Fix Qwen Omni when use audio in video
- Set default nframe=None to help Qwen Omni use it origin video understanding utils.
- Add message type = audio to support separate video and audio input for QwenOmni
- Unified self.use_audio_in_video for convenient control
- Fix the bug in existing code that do not pass audio info into the processor.
Hi @Mercury7353. Thank you for your contribution to our codebase, but there is still one problem I want to ask:
For Set default nframe=None to help Qwen Omni use it origin video understanding utils., our codebase will using the nframe setting in video dataset and make changes to nframe setting defined in qwen model. Unless also give nframe as None in video dataset config, or it will sample frames according to your setting in video dataset config.
So , if we want to use the original video process setting in qwen-omni, it's better only input the video data_path (without nframe and fps) into the model, but it's conflict with our setting, so we can not do that.
Besides, what's your command of replicating WorldSense score in Qwen2.5-Omni? I want to have a try on it.

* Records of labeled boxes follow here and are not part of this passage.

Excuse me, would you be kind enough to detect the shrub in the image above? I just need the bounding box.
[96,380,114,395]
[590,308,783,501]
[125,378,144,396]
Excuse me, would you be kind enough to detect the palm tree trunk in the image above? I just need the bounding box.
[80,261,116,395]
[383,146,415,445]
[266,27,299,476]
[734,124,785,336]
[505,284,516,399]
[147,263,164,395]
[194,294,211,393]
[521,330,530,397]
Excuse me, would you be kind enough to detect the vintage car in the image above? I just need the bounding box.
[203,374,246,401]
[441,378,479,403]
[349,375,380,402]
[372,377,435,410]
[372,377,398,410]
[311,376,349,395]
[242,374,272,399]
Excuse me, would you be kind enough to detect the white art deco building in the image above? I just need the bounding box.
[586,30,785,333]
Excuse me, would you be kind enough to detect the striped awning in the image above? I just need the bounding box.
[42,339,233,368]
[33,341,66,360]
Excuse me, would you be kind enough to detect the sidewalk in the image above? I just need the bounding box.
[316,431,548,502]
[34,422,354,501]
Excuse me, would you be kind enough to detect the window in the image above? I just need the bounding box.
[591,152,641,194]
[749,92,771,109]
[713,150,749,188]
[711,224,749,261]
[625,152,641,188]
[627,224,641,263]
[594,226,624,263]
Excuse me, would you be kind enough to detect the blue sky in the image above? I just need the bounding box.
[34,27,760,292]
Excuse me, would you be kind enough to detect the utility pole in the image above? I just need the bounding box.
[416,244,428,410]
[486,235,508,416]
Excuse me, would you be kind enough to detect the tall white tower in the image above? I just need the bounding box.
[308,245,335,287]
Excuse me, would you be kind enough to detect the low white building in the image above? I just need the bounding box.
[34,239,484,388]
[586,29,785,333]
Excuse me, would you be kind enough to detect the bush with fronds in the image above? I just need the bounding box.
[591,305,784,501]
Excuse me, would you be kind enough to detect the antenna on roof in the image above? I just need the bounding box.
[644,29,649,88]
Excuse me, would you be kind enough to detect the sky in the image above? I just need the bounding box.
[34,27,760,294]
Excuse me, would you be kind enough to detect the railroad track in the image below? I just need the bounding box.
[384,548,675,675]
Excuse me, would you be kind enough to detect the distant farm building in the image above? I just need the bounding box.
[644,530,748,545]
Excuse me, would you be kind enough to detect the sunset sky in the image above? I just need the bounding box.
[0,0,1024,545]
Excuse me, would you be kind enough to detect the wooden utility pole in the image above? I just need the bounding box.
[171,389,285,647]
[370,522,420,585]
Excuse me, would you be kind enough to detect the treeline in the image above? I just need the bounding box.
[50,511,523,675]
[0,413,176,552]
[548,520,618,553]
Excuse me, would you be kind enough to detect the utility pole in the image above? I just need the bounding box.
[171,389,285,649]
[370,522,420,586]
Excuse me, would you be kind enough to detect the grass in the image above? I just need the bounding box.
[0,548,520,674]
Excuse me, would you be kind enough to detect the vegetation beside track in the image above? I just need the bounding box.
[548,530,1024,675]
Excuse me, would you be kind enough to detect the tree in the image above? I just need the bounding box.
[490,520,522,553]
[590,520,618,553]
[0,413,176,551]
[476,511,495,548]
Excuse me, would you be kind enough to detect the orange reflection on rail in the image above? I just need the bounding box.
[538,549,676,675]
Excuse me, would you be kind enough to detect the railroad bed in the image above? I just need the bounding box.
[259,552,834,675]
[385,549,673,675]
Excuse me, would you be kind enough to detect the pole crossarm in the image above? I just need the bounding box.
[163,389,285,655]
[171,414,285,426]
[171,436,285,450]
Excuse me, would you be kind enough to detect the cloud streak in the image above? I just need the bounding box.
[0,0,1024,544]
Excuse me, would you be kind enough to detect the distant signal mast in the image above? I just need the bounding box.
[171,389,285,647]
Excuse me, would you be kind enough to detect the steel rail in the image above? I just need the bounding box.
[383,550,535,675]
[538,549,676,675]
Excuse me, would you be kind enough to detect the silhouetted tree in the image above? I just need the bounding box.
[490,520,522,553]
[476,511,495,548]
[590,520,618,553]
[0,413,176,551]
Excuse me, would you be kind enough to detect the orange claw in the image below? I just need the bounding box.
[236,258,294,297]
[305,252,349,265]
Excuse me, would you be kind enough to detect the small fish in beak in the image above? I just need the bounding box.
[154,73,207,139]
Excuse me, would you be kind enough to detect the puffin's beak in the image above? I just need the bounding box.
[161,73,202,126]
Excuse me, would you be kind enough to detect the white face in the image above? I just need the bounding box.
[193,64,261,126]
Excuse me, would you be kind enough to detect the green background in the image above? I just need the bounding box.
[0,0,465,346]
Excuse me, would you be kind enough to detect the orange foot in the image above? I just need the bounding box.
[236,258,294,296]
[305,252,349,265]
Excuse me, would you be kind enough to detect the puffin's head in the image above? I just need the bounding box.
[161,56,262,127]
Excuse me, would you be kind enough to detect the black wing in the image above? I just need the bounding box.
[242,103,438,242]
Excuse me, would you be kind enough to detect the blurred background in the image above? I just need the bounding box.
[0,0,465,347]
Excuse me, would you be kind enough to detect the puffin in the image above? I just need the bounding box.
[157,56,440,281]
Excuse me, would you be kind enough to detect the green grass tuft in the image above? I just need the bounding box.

Yes. I have reproduced the Qwen-Omni score on worldsense the code. It is 45.5
the command is : python run.py --data WorldSense_32frame --model Qwen2.5-Omni-7B But I set nframe to None in the model config:
"Qwen2.5-Omni-7B": partial(
Qwen2VLChat,
model_path="Qwen/Qwen2.5-Omni-7B",
min_pixels=1280 * 28 * 28,
max_pixels=16384 * 28 * 28,
use_custom_prompt=False,
use_audio_in_video=True, # set use audio in video
nframe=None, #disable nframe
),
你好,我在图文数据集上评测的性能差官方很多,请问这是为什么呢